The “edge of chaos” doesn’t exist in my world. Yes, I know it is only a metaphor, but I don’t think it is a very helpful one. The reason became obvious in a conversation I was having yesterday.

A government client is developing a massive information system to support a wide variety of functions. Old processes work in silos, abuse customers, are difficult to maintain, expensive to upgrade, and out of compliance with federal regulations. The vision is to create a system that is reliable and flexible, secure and accessible, coherent and optimized for individual functions, available to a wide network of users and tightly controlled, easy for newcomers and efficient for experts. In short the goal is to create an information environment that is simultaneously tightly and loosely constrained.

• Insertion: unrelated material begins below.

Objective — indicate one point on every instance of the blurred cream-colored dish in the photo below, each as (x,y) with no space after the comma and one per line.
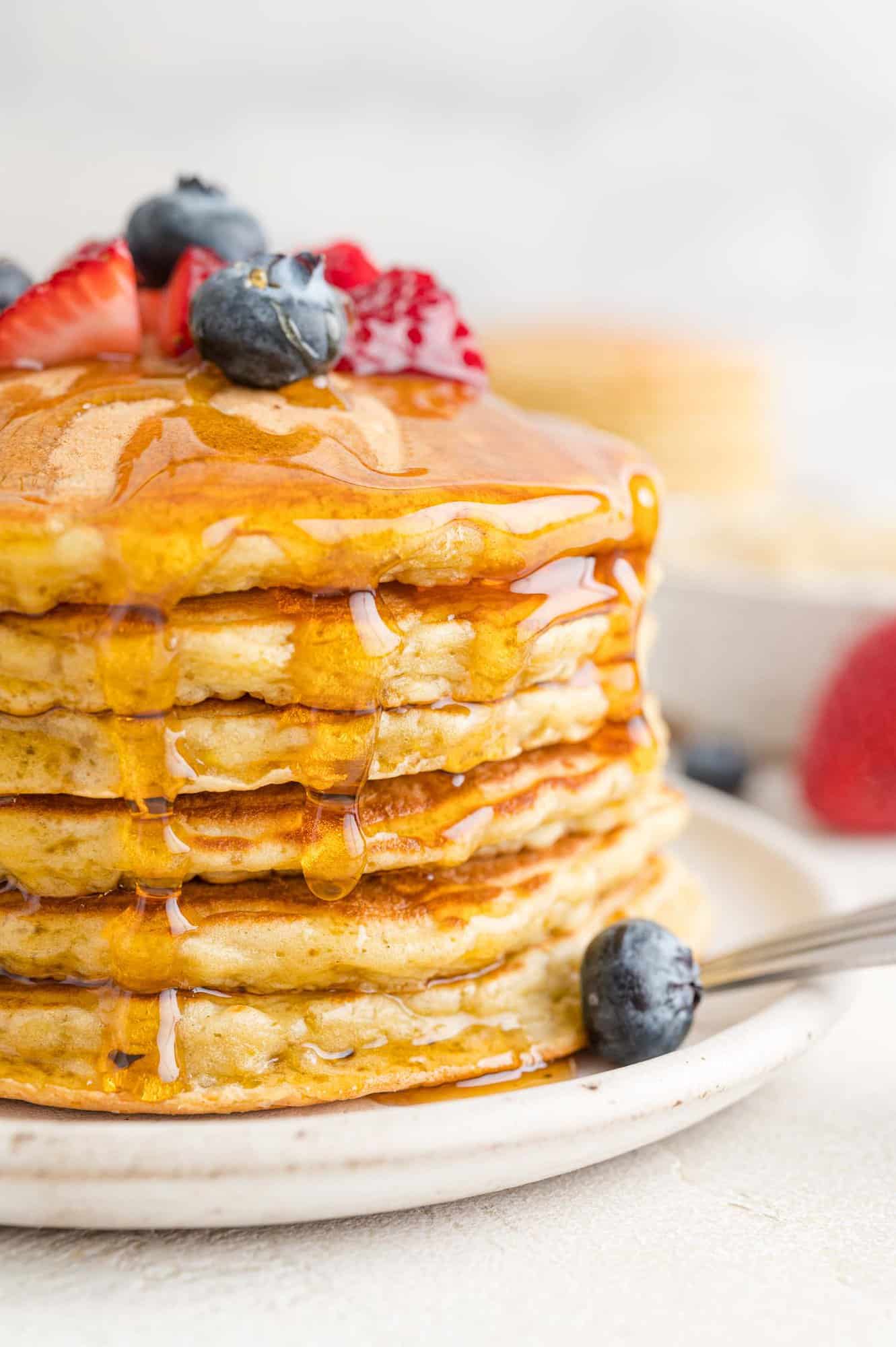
(755,612)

Both technical and business experts wish there were an edge of chaos upon which they could build a system, but try as they might, no edge is in sight.

The business architecture, developed over the previous months, will help them navigate their way. Roger Sessions’ SIP methodology established a framework for quasi-independent, controlled interaction agents for business functions—ABCs (http://objectwatch.com/.) The current question is how to move this conceptual business design into a workable technical architecture and implementation platform.

We have been brought in to support the transformation of the human system as the information system moves through its various phases of development and implementation. If the technical solution is messy, you can imagine how much more messy the human beings and their constructs are. The meeting yesterday was a perfect example—business and technical leaders are working out fundamental assumptions and approaches. One of the key questions is whether the project will be managed as a single unit—built or outsourced—or whether it will be managed as a suite of complementary modules. Two points of view emerged. The one focuses on stability, security, risk reduction (or displacement), and ease of management. The other strives for the same things, but also adds adaptability, sustainability, and business fit into the mix.

The conversation began with a gulf between the two perspectives and the personalities that supported each. As we listed pros and consequences of greater and lesser constraint, the gulf narrowed to a line, and the line quickly morphed into a zone. Using the construct of adaptive action, the group drafted decision criteria for when to apply which approach. At various points, the conversation threatened to digress into philosophical debate. At those junctures, I suggested that we frame the dilemma and address it further when we have a specific, grounded situation in hand. I find that real work often clarifies the essentials and marginalizes the rest, so options for action become clearer in the concrete specifics.

On Monday we have an all-day meeting with business and technical stakeholders in the room. Again the questions of over- and under-constraint will shape our conversation. Again we will define the extremes and the practical zone of action that lies between. If we were thinking of this challenge as an edge, I think we would all be destined to fail. I will let you know how it goes.